On December 14, Jim Benning had an opportunity to improve his team’s depth at center at a minimal cost.
We’ll see if Jarret Stoll clears waivers or gets picked up prior to Edm-NYR game. No pts in last 18 games, but cheap ($800Gs), 58%face-offs)
— Jim Matheson (@NHLbyMatty) December 15, 2015
Adding Stoll to the lineup would have filled an immediate need for Vancouver at center and could have helped to relieve the heavier-than-expected workload that youngsters Bo Horvat and Jared McCann have been carrying. We have also now learned that the organization knew when Stoll was on waivers that Henrik Sedin was playing through a lower-body injury.
“We talked about it, but we decided that we’re going to try and get younger,” Benning told Ben Kuzma of The Province about his decision to pass on Stoll. “He can win draws and help on the penalty kill, but we’ve got Adam Cracknell in that role and we just felt that if we’re going to pick up a guy, it’s going to be a younger (player).”

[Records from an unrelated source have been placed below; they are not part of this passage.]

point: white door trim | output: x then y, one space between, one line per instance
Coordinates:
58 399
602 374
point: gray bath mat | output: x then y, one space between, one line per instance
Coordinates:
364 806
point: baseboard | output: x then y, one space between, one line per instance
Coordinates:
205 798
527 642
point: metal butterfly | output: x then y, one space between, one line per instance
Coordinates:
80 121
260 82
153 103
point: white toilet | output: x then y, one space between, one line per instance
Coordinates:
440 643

Adam Cracknell is 39.1 percent in the faceoff circle. And the Canucks have given up 15 power-play goals in 66 times shorthanded since Sutter went down—a kill rate of just 77.3 percent. These are two areas where the Canucks clearly need help, yet Benning actively chose to stay the course, apparently because he didn’t want a 33-year-old in his lineup for even a short time.

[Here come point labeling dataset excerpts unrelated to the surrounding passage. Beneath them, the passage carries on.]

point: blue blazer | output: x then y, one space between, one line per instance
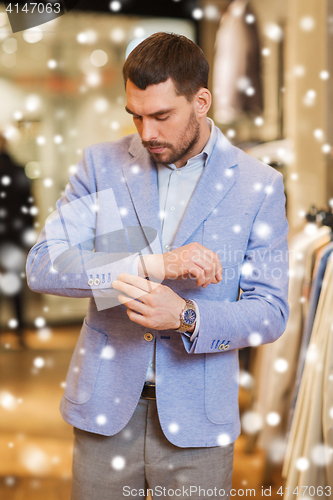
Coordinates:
236 210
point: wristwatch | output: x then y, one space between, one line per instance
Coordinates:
188 316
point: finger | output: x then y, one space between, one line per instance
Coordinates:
134 305
130 290
137 318
138 282
208 269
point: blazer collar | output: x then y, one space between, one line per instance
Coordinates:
218 177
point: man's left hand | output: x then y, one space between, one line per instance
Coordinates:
148 303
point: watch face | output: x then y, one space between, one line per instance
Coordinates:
189 316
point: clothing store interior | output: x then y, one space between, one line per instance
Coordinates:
61 90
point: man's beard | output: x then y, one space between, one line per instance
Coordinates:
187 142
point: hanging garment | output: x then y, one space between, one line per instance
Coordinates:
275 376
319 273
306 438
236 79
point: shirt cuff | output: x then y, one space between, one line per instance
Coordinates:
135 266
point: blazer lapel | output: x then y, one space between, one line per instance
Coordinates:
141 179
218 177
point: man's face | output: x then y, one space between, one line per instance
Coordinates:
165 121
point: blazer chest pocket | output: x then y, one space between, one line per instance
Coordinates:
228 237
221 387
84 366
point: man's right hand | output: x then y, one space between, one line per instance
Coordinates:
190 261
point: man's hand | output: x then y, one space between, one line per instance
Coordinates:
157 306
190 261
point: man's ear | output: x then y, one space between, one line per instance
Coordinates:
203 101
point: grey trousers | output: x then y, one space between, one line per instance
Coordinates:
140 459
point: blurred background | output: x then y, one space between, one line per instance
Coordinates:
61 90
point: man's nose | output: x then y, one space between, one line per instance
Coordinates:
148 130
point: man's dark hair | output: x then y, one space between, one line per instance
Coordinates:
167 55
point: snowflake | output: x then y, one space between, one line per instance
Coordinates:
39 362
321 455
135 169
7 400
40 322
273 418
302 464
255 339
223 439
307 23
281 365
173 428
263 230
252 422
118 462
108 352
101 419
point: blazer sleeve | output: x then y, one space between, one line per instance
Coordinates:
261 313
64 261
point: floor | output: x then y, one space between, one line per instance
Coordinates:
36 444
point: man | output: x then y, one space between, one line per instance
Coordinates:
16 223
219 216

After his off-ice troubles last summer, Stoll certainly comes with some baggage, but he would have been a handy stop-gap solution at a reasonable price until Sutter gets back into the lineup. If Henrik had stayed healthy, Stoll’s presence could also have allowed the Canucks to release Jared McCann to get his confidence back as part of Team Canada’s World Junior team.
The order of priority for waiver claims is based on a team’s position in the standings, with the worst teams getting first crack at players who are placed on waivers. The Canucks could have had Stoll if they’d wanted him—he was ultimately claimed by the Minnesota Wild, who sit well above Vancouver in the standings.